UBS and Credit Suisse are both preparing to extract staff. The red stuff is likely to flow far more freely at UBS.
New UBS chief exec Marcel Rohner told shareholders at the bank’s annual general meeting today that details of the new cuts will be provided next month, but they’ll be in addition to the 1,500 already announced.
Credit Suisse revealed yesterday that it plans to eliminate another 500 investment banking jobs, and is expected to unveil its first quarterly loss in half a decade when it announces its results tomorrow.
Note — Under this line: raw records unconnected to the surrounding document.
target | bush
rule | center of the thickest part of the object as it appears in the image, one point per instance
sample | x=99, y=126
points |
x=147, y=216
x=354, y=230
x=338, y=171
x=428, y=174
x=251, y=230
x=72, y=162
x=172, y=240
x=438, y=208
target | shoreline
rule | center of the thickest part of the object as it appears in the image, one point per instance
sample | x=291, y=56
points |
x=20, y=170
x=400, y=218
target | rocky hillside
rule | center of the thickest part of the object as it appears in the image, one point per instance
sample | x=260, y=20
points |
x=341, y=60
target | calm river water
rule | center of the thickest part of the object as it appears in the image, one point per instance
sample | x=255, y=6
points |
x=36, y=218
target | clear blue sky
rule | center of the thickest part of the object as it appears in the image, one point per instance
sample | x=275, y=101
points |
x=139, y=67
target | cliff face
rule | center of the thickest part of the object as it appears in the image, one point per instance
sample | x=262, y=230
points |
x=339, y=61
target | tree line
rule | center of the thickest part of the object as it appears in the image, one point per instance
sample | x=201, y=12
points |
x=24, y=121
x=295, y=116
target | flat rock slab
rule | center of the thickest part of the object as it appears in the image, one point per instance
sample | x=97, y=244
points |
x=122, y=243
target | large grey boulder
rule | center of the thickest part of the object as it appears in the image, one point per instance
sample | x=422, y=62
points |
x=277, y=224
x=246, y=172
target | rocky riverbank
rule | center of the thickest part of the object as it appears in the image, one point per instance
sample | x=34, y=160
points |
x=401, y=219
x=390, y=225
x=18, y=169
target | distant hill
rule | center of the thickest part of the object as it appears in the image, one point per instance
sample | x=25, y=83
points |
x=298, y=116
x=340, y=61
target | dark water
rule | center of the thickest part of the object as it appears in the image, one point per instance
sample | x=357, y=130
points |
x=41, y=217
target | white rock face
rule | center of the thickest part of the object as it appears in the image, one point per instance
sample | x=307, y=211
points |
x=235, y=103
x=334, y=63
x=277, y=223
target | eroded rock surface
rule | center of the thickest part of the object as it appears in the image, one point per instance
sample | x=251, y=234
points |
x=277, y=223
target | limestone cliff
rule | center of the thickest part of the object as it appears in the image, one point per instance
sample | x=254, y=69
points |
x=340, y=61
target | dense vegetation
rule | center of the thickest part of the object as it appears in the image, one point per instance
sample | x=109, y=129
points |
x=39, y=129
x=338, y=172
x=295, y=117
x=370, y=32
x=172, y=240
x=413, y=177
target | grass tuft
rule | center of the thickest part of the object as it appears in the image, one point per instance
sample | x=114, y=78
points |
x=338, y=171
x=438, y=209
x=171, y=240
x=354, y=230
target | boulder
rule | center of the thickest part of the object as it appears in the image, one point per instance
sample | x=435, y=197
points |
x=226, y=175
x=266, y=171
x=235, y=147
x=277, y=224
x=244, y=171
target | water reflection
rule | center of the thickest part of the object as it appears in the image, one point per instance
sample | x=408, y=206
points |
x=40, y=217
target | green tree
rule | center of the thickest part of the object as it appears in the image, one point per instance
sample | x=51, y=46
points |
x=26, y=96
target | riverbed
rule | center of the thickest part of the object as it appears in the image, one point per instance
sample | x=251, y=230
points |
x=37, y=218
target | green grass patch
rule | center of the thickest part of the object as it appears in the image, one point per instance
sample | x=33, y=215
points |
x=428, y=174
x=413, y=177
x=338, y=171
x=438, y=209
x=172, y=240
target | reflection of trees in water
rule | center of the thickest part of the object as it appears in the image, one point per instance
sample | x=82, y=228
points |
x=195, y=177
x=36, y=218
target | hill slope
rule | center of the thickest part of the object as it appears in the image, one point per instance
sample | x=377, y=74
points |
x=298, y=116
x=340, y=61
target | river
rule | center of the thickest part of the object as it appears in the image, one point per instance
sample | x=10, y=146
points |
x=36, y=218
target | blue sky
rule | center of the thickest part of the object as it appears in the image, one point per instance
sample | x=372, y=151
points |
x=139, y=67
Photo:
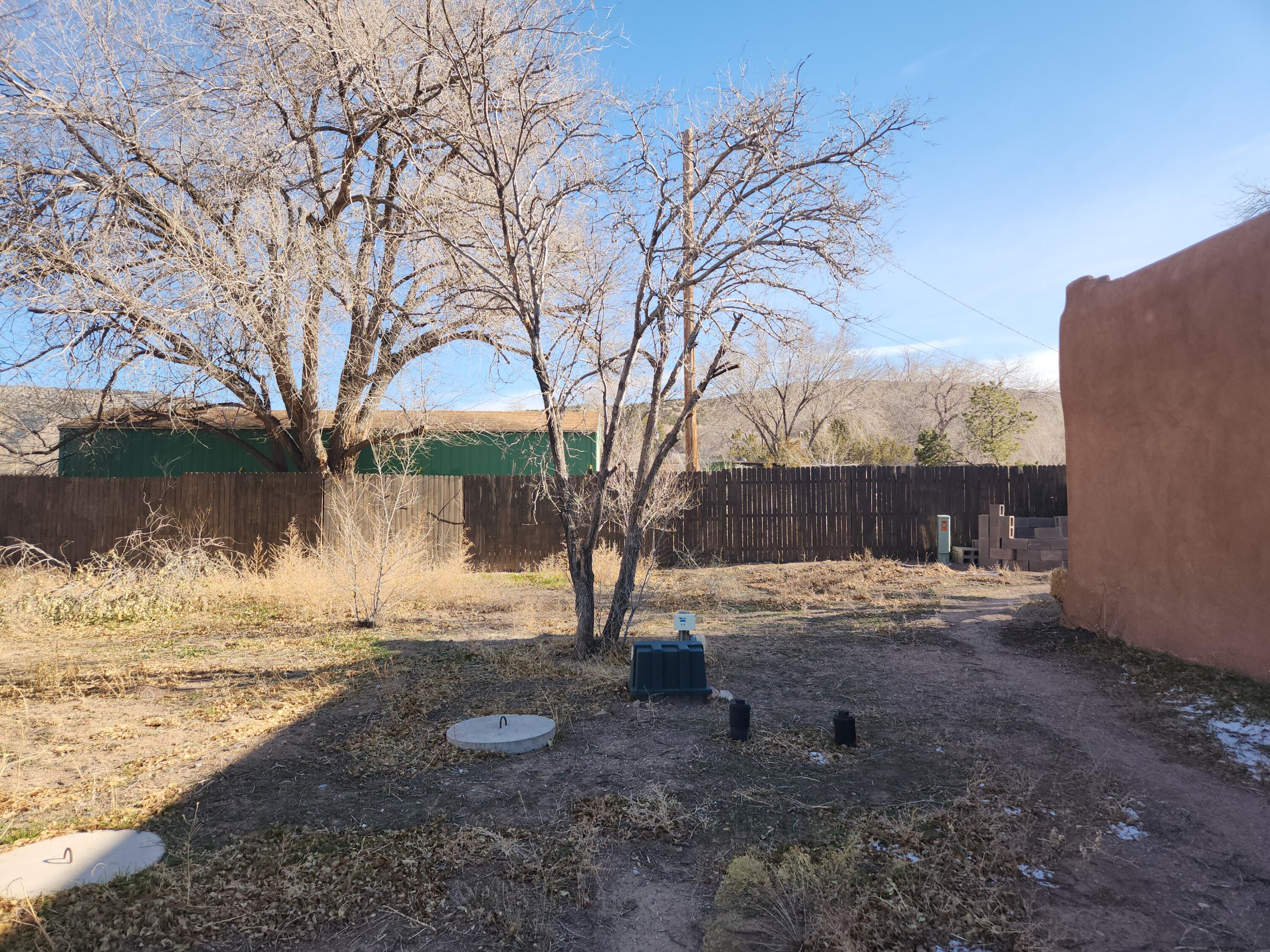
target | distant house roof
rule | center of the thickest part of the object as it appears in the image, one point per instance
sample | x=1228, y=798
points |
x=235, y=418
UBS bankers are in the biggest pickle. The bank has made $37.4bn of writedowns so far, almost entirely related to an untimely rush into CDOs and other structured credit products, and is now planning to shear its investment banking arm to a fraction of its size and put an end to cross-subsidisation from the private bank.
Credit Suisse is merely cutting a few hundred jobs across M&A, fixed income, equities trading, and the back office.
Bankers with a Swiss bent may conclude Credit Suisse is the better bet.
“The pull-back in staff and capital at UBS’ investment bank is going to make it very difficult for it to compete in future,” says David Williams, head of European banks research at Fox-Pitt Kelton. “Of the two, Credit Suisse looks like it’s more committed – its problems are tiny compared to those at UBS,” he adds.